For each patient, the algorithm identifies values of DRinmax, DRinmean, t*, and calculates ΔRt and Δpin quantities when the stability of each signal is reached. The condition that must be satisfied to guarantee signal stability is that, for at least 60 consecutive seconds, ΔRt in two consecutive instants (i, i + 1) is not greater than 15 µSv/h. This threshold was established after having evaluated the average values assumed by ΔRt for each consecutive instant on the plateau, considering all administered doses monitored on the enrolled patients. Once the plateau value was reached, evaluations of the patients' DR-time curves were carried out, both by analysing the behaviour of the metric and by defining which of these parameters could identify the expected behaviours for normal, abnormal or extravasation cases. The statistical uncertainties of the devices, corresponding to the relative error on measured DR which is approximately 10%, were also considered.

Extravasation regions and dose estimations

The ARS in the region surrounding the injection site was estimated from the images using the following method to evaluate its impact on local tissue in terms of dose and to estimate the SUV correction. All the identified extravasation areas were segmented on the PET image and the mean activity concentration values [MBq/ml] were calculated. The process started by determining the extravasation area by manually segmenting the volumes of interest (VOI) choosing a 3-D threshold technique on the PET images using Velocity 3.2 (Varian Medical Systems, Palo Alto, USA).

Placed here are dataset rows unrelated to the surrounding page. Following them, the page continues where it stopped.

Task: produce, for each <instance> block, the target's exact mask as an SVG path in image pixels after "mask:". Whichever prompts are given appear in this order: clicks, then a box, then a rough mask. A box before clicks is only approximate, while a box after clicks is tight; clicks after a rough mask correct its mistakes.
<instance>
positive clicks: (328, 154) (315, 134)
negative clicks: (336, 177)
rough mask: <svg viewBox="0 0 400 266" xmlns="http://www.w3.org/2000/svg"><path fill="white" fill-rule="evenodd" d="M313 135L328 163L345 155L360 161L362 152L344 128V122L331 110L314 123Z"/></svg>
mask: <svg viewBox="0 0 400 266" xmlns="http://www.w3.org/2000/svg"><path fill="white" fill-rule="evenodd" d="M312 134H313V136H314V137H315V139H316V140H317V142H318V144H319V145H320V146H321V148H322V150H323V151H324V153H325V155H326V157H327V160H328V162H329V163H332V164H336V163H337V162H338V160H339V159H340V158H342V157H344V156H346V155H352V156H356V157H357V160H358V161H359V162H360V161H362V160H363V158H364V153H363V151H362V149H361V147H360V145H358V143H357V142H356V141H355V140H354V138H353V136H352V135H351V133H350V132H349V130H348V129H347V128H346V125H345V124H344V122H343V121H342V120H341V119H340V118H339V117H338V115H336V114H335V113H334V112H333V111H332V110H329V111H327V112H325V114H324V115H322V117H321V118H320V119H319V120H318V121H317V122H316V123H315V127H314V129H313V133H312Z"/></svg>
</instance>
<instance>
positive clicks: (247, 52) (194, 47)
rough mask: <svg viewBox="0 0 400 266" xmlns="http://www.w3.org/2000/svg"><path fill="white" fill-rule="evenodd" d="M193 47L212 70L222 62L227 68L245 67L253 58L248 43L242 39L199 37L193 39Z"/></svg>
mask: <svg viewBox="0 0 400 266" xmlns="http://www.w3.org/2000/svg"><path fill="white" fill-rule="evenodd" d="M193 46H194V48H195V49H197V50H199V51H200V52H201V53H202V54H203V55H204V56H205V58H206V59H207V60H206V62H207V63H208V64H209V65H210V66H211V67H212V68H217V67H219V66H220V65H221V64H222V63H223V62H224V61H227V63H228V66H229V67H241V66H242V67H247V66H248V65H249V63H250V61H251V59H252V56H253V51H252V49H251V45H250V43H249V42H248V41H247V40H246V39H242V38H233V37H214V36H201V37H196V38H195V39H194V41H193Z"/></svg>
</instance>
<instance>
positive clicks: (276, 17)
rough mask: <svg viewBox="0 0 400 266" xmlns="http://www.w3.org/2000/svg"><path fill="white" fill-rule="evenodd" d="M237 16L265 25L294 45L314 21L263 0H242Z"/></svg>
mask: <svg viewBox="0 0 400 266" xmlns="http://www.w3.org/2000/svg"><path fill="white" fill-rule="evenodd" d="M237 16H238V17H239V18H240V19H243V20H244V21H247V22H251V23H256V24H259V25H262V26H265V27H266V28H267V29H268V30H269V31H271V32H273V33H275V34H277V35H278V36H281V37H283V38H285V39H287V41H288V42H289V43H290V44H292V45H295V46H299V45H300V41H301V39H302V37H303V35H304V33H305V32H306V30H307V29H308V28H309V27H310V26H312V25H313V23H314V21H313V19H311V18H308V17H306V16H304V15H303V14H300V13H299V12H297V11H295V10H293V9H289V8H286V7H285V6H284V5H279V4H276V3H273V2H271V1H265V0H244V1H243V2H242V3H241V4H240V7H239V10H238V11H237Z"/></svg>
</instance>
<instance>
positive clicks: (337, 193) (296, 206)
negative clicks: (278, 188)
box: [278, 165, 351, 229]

Different approaches were proposed to segment the volumes most suitable in case of extravasation [11, 23, 24]. Following the strategy proposed by Tylski [23] and Innocent [24], two volumes were segmented corresponding to 10% (Th10) and 40% (Th40) of the maximum intensity uptake voxel values in the extravasated areas. Then, the mean activity concentration values [MBq/ml] in these two volumes were calculated using the Velocity applicative. The total ARS at the injection site was evaluated as the product of the mean activity concentration and the total volume (ml) of the segmented area. Since the identified ARS corresponds to the activity in the extravasation area after 1 h from the administration, the total ARS was decay corrected (physical half-life) by reporting at the time of injection. The dose factors were calculated with OLINDA version 2.3.3 (Hermes Medical Solutions AB, Sweden) using the sphere model [25]. Water spheres of masses compatible with the extravasations were calculated, and their dose per unit of activity was multiplied by the mean activity values to recover the self-dose of infiltrated tissue.

SUV correction method

The standardised uptake value (SUV) is a semi-quantitative parameter used by nuclear medicine physicians to distinguish between normal and abnormal levels of the tracer uptake. It is well known that SUV has several limitations, and it is dependent on many patient-related factors, such as the VOI definition, the Ain, the body size, and the time between injection and image acquisition.

PET images of all patients enrolled in the study were analysed, and special attention was paid to all those patients who recorded an anomalous trend of the DR-times curves during administration. PET images were appropriately evaluated by a senior nuclear medicine physician to verify the potential presence of cases of extravasation.

In case of extravasation, the SUV values were corrected by subtracting the estimated activity at the injection area from the value of the total Ain [9,10,11]. In particular, the impact due to extravasation phenomena was quantified.